Je ne sais pas. Je secoue la tête.
« Vous avez beaucoup de valeur pour moi, Princesse. Savez-vous quel genre d'alliance je peux obtenir grâce à vous ? »
« Mon frère ne sera jamais... » je commence et il rit.
« Je ne me soucie pas de votre frère », déclare-t-il. « C'est un imbécile, un idiot. Il n'a aucun pouvoir réel, il n'a aucun statut, personne ne le reconnaît comme roi en dehors de sa propre cour insignifiante. »
« Alors qui... » je commence et soudain je réalise. « Non », je gémis alors que ma peur prend le dessus.
« Oui, Princesse », dit-il.
« Vous, vous avez participé à ce concours juste pour... »
Il acquiesce. « Vous croyez qu'il allait juste vous laisser partir comme ça ? »
Je ferme les yeux, je retiens me larmes, je ne veux pas pleurer. Je ne veux pas que cet homme me voie pleurer.
J'essaie de dissimuler mon visage, mais je ne fais qu'aggraver la douleur au niveau de mon bleu et je grimace.
« Je suppose que c'est Luxley qui a fait ça ? » dit Tonath, et je lui lance un regard noir.
« Qu'est-ce que ça peut te faire ? » je dis sèchement.
« Je n'en ai rien à faire. Vous avez épousé cet homme, vous méritez plus qu'une simple raclée pour ça. »
« Vous parlez comme si j'avais le choix », dis-je.
Il rit. « Ne prétendez pas que vous ne l’aviez pas. Vous l'avez dit vous-même, rappelez-vous. Vous avez dit que vous faisiez toujours ce que votre frère vous disait de faire. »
« Et pourquoi pensez-vous que c'est le cas ? » dis-je.
Il me fixe. « Gardez vos arguments pour le roi Kaldan. Vous en aurez besoin à ce moment-là », déclare-t-il.
J'essaie de ne pas pleurer à ces mots. Je baisse la tête, comprenant que je suis bien plus en danger maintenant.
« Je demanderai à l'un des soldats d'apporter de la glace pour cela », murmure-t-il.
« Ne vous donnez pas cette peine », dis-je en levant les yeux pour le fixer une fois de plus.
Il fronce les sourcils avant de sortir. À peine une minute plus tard, un soldat entre avec un seau.

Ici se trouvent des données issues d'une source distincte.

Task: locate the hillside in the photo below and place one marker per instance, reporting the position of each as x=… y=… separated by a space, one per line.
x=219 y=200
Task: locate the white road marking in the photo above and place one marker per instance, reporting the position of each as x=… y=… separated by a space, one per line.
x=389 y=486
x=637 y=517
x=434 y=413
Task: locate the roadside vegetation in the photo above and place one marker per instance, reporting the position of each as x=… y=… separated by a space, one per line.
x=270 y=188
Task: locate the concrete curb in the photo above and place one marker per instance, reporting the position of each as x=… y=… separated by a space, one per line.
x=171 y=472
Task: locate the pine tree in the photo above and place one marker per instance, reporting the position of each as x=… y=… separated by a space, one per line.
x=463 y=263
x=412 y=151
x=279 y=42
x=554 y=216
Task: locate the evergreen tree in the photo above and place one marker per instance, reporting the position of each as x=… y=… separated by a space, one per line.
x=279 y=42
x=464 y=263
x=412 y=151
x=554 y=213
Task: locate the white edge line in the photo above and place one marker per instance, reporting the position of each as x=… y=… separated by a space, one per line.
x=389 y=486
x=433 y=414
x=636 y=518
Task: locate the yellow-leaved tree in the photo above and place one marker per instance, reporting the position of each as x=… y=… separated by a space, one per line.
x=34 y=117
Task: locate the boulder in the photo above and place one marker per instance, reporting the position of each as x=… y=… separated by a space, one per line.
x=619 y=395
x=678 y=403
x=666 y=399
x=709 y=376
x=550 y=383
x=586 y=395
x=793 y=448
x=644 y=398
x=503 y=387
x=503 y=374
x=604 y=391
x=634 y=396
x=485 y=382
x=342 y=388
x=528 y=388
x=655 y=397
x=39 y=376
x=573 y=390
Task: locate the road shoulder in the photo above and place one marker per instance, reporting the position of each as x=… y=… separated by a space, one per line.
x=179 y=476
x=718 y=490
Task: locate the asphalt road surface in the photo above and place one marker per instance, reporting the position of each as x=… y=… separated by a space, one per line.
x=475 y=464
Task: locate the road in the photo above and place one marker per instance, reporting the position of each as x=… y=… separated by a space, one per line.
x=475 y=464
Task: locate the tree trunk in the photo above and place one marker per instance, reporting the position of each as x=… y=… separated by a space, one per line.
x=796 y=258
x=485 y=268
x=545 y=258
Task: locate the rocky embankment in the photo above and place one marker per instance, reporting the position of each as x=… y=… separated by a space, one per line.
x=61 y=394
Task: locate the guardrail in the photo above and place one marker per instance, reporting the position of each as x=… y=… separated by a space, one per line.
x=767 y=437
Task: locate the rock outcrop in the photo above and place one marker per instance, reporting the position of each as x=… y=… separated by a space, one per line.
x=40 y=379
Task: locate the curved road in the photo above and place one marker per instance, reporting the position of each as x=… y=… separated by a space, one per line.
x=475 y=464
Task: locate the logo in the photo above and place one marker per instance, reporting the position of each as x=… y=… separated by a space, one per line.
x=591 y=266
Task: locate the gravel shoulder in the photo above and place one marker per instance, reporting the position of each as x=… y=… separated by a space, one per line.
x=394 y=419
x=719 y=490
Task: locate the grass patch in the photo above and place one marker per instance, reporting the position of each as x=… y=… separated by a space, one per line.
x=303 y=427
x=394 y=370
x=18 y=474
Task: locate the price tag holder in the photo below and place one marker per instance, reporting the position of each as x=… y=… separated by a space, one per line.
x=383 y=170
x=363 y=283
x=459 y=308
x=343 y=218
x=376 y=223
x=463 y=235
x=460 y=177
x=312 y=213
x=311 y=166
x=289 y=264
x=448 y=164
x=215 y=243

Je suis têtue et je secoue la tête, refusant d'obtempérer. Il doit maintenir ma tête contre le poteau pour pouvoir presser la glace sur le bleu.
Lorsque la glace fond et que mon visage est si engourdi qu'il ne me fait plus mal, ils me tirent par les bras et m'attachent à l'arrière d'un cheval.
Nous chevauchons pendant des heures.
Ils ont enfoncé un tissu dans ma bouche pour que je ne puisse émettre aucun son.
Je ne peux rien faire d'autre que mordre le morceau de tissu et encaisser chaque secousse, chaque mouvement, alors que nous cheminons à travers les montagnes que j'ai tant cherché à atteindre.
Nous nous arrêtons seulement quelques heures à la tombée de la nuit pour manger un peu et reposer les chevaux.
Tonath retire le tissu de ma bouche et me nourrit de force.
Il demande à l'un de ses soldats de mettre plus de glace sur mon visage, puis il me dit de dormir, comme si j'en étais capable.
Nous voyageons comme ça pendant ce qui semble être des jours, mais je crois que j'ai perdu la notion du temps, et de tout.
Mon corps attaché à ce cheval me fait tellement mal, mais je sais que lorsque nous arriverons à notre destination, ce sera bien pire.
Tonath continue à me gaver de nourriture.
Je lui mords la main et je vois bien qu'il a envie de me gifler, de me frapper, mais il s'abstient et je me demande pourquoi il me force à manger. Lorsqu'il ne s'en donne plus la peine, je sais que je suis sérieusement dans la merde car cela doit signifier que nous devons être proches.
Il me tire par les pieds, mes chevilles sont toujours liées, et il remet le tissu dans ma bouche.
Je marmonne, mais mes mots sont incompréhensibles.
Il retire le tissu.
« Que dites-vous ? » demande-t-il.
« J'ai dit que j'espérais que les dieux vous feraient souffrir pour ce que vous faites. »
Il rit. « Ne vous inquiétez pas de ce que les dieux ont prévu pour moi », dit-il.
« Si j'étais vous, je m'inquiéterais plutôt de ce que le roi Kaldan a prévu pour vous, Princesse. »
Je grogne. Je n'arrive même pas à former des mots. La peur, la panique et la rage montent en moi.
J'essaie de le frapper. J'essaie de donner un coup de pied.
Mes poignets sont attachés devant moi et j'arrive à donner quelques bons coups avant que quelqu'un ne vienne plaquer un tissu nauséabond sur ma bouche. C’est alors que je tombe à nouveau dans les ténèbres, dans l'abîme.
Tonath me rattrape avant que je ne percute le sol.